Y si lo indujo un factor de orden económico, que para cuando empezaba yo a oír a Quiroz Cuarón fue lo que me pareció que era más importante, y mi tesis profesional se llamó así, "La economía como factor criminógeno", y uno se da cuenta de que sí, sí es un factor, es un indudable factor que genera la criminología; pero no es el único, hay otros factores fundamentales, de dentro y de fuera, que hacen que algunos autores que se metieron tanto pudieran generar frases hermosas, yo no sé si ciertas, pero tan hermosas que decían "no hay delito que no me sienta capaz de cometer"; o que decían "la verdad verdadera, es que el delito no existe".

Y no me queda duda, el delito es un producto humano, es una figura que se crea para generar el castigo a una conducta que la sociedad considera no adecuada; es correcto, pero es sólo eso, una figura. Y entonces el criminólogo se convierte en un doctor de la conducta, en un entendedor de lo que propició esa conducta, de lo que degeneró esa conducta o lo alteró, y tiene que entenderlo, para poder aplicar las demás normas.

Esto es lo que estamos llevando al nuevo procedimiento penal, es lo que estamos generando en el nuevo procedimiento penal, ser capaces de darle al Juez una mayor capacidad para interpretar, para lograr algo que debe de ser el profundo sustento de la organización fincada en normas, el camino paralelo entre la ley y la justicia, para que se convierta en tarea del legislador, no convertir las leyes en justicia, sino utilizar la justicia para hacer las leyes.

Que sea la justicia la que lo rija y que yendo paralelas, sea el Juez el que pueda poner en medio de ese carril la menor distancia posible para que se conserve esa paralelidad entre lo que es la ley y lo que es la justicia, no puede convivir en una sociedad armónica, una sin la otra, no puede convivir simplemente distanciados.

Por eso hoy en México les dimos a los jueces enormes facultades de interpretación. Y en principio como todo, el abuso o la ausencia del uso de ese tipo de facultades nos pueden parecer desastrosos, pero la costumbre, la correctividad que señalan las propias leyes, el propio uso de nuestras facultades ciudadanas, van a ubicar esas facultades de interpretación, de manera tal que logren el propósito central.

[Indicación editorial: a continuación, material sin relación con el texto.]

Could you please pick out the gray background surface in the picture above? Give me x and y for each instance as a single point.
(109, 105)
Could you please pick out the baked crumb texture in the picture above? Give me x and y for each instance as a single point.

Yo quiero decirles que para mí es un verdadero honor que me hayan permitido clausurar este Congreso, un verdadero honor y una esperanza, cuando tanta gente se interesa en un tema como éste, es cuando tenemos los ojos puestos en algo que afecta la sociedad y queremos resolverlo. Qué bueno que todos ustedes estén comprometidos en la búsqueda de esa solución, que lo sientan como algo que forma parte de su sensibilidad, porque podemos construir muchos edificios, podemos comprar mucha tecnología, podemos obtener vehículos y medios para combatir al crimen; pero sin una mentalidad, sin una mentalidad de quienes vamos a ejecutar esa función en la que quede claro que nuestra tarea es hacer justicia, que nuestra tarea es el bienestar y la armonía, y que es un privilegio para quienes realizamos esa tarea, poder decir que procuramos o que hacemos justicia.

Ojala y ustedes, como hace muchos años yo sentado de ese lado, viendo a Quiroz Cuarón dictar una conferencia de criminología, decidí que iba ser abogado y soñé con ser Ministerio Público y llegué un poquito más arriba.

A nombre de quienes generaron este Congreso y siendo las 18:35 del 13 de agosto de 2014, declaro formalmente clausurados los trabajos del XVII Congreso Mundial, de la Sociedad Internacional de Criminología, creo que para el estado de Nuevo León ha sido un privilegio que se haya realizado aquí y creo también lo ha sido para la Asociación Internacional de Criminología.

La seguridad pública es sin duda algo que ustedes están tratando de rescatar.